4. Feedback wordt gegeven volgens onderstaande procedure.

De examinator geeft zijn oordeel over het aangeboden stuk, waarbij zoveel mogelijk toegelicht wordt hoe hij of zij tot het oordeel gekomen is, en op welke wijze de student zich verder kan ontwikkelen.

5. De student heeft te allen tijde toegang tot zijn studiepuntenoverzicht in ProgressWWW. Resultaten zijn uiterlijk vijf werkdagen na bekendmaking ingevoerd in ProgressWWW. De student kan een

resultatenoverzicht uitprinten en deze via het STudenten Informatie Punt (STIP) laten waarmerken (stempel en geregistreerde handtekening) zodat hier rechten aan ontleend kunnen worden.
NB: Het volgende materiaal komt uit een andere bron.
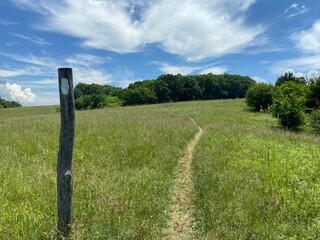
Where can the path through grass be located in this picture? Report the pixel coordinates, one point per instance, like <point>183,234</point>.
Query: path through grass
<point>181,218</point>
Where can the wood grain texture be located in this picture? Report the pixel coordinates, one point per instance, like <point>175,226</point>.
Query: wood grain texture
<point>64,163</point>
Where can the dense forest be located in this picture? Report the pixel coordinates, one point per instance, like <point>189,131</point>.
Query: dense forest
<point>166,88</point>
<point>8,104</point>
<point>294,101</point>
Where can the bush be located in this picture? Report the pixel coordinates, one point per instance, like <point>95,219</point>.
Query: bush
<point>259,96</point>
<point>289,104</point>
<point>313,100</point>
<point>315,121</point>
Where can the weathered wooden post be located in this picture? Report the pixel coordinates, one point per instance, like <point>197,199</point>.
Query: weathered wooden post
<point>64,164</point>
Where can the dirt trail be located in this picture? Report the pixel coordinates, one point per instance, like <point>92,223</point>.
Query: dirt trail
<point>181,217</point>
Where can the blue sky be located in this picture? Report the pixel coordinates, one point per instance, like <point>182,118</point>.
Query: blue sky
<point>119,42</point>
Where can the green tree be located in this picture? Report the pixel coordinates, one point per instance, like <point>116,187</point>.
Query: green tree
<point>259,96</point>
<point>289,104</point>
<point>289,77</point>
<point>313,99</point>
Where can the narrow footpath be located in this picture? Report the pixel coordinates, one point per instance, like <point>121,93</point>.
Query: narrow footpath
<point>181,216</point>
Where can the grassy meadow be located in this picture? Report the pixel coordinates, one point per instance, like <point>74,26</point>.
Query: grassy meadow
<point>251,179</point>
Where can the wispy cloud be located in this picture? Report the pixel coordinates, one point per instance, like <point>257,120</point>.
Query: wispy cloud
<point>308,40</point>
<point>170,69</point>
<point>14,92</point>
<point>194,29</point>
<point>303,64</point>
<point>214,70</point>
<point>294,10</point>
<point>31,59</point>
<point>189,69</point>
<point>5,22</point>
<point>33,39</point>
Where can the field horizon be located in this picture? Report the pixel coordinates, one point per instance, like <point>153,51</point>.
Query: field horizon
<point>249,179</point>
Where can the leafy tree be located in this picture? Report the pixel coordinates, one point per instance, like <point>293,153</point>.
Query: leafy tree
<point>315,121</point>
<point>289,77</point>
<point>259,96</point>
<point>313,100</point>
<point>191,89</point>
<point>289,104</point>
<point>113,101</point>
<point>162,91</point>
<point>83,102</point>
<point>139,96</point>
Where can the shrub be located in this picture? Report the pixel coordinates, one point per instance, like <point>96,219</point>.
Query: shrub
<point>289,104</point>
<point>315,121</point>
<point>259,96</point>
<point>313,98</point>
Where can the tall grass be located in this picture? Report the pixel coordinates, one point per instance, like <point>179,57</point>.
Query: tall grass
<point>254,181</point>
<point>251,179</point>
<point>123,167</point>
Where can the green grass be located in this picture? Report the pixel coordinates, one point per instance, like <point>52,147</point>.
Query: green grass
<point>252,180</point>
<point>123,168</point>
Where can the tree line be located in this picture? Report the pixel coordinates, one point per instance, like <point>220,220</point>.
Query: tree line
<point>164,89</point>
<point>8,104</point>
<point>294,101</point>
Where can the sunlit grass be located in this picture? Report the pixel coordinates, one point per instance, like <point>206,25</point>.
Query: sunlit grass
<point>252,180</point>
<point>123,169</point>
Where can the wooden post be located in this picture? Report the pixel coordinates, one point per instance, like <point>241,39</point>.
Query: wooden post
<point>64,164</point>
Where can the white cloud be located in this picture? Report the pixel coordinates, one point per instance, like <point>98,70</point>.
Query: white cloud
<point>294,10</point>
<point>308,40</point>
<point>86,59</point>
<point>214,70</point>
<point>303,64</point>
<point>33,39</point>
<point>192,29</point>
<point>32,59</point>
<point>170,69</point>
<point>14,92</point>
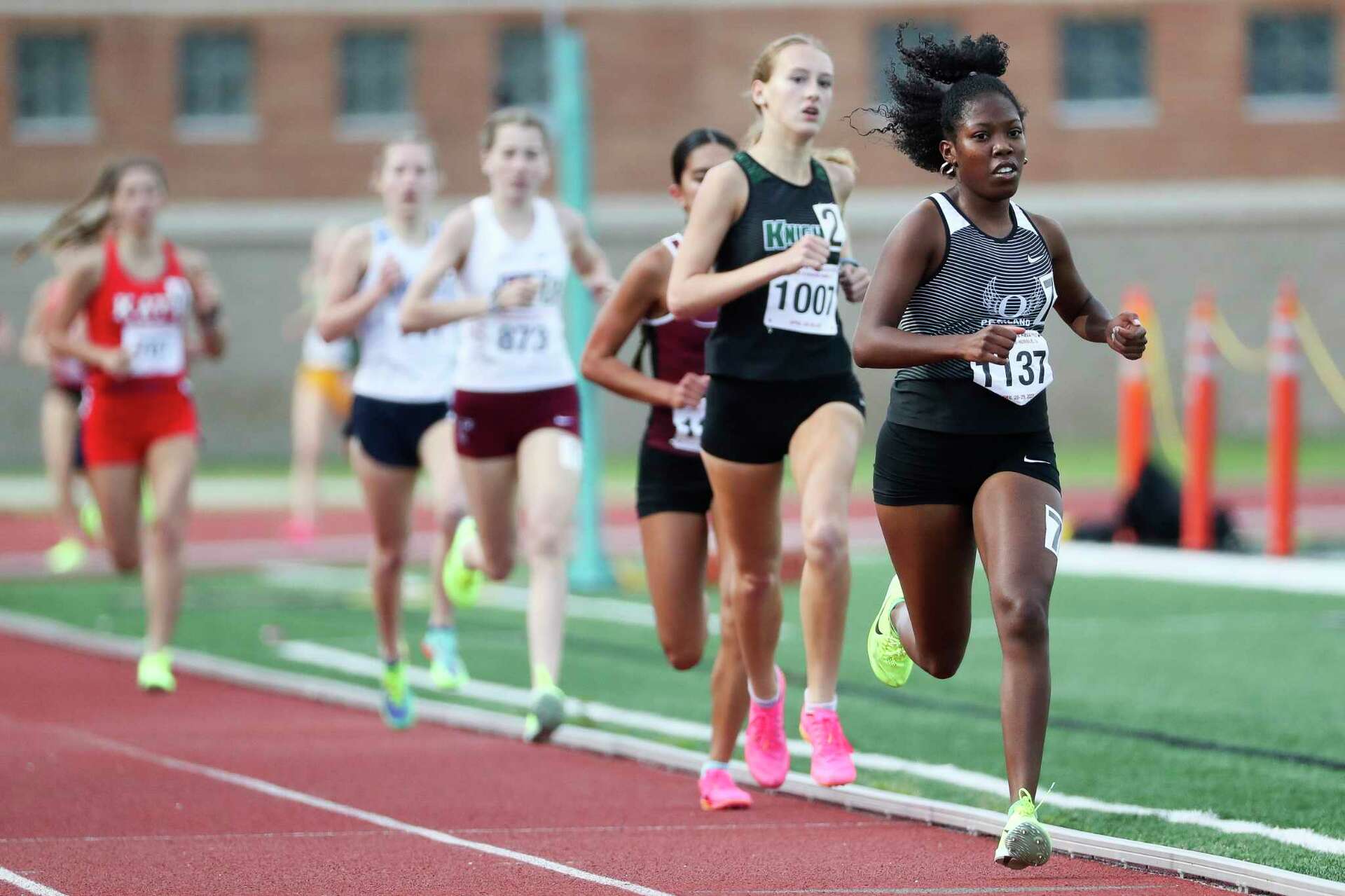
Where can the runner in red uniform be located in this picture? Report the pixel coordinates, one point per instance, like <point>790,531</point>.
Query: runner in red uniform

Artikel 26 Verhindering van deelname aan toetsen

1. Indien de student heeft gehandeld conform de in artikel 22 beschreven aanmeldingsprocedure maar door overmacht verhinderd is aan de toets deel te nemen, dit ter beoordeling van de

examencommissie, dan kan hij een verzoek indienen om de toets alsnog binnen een te stellen termijn af te leggen.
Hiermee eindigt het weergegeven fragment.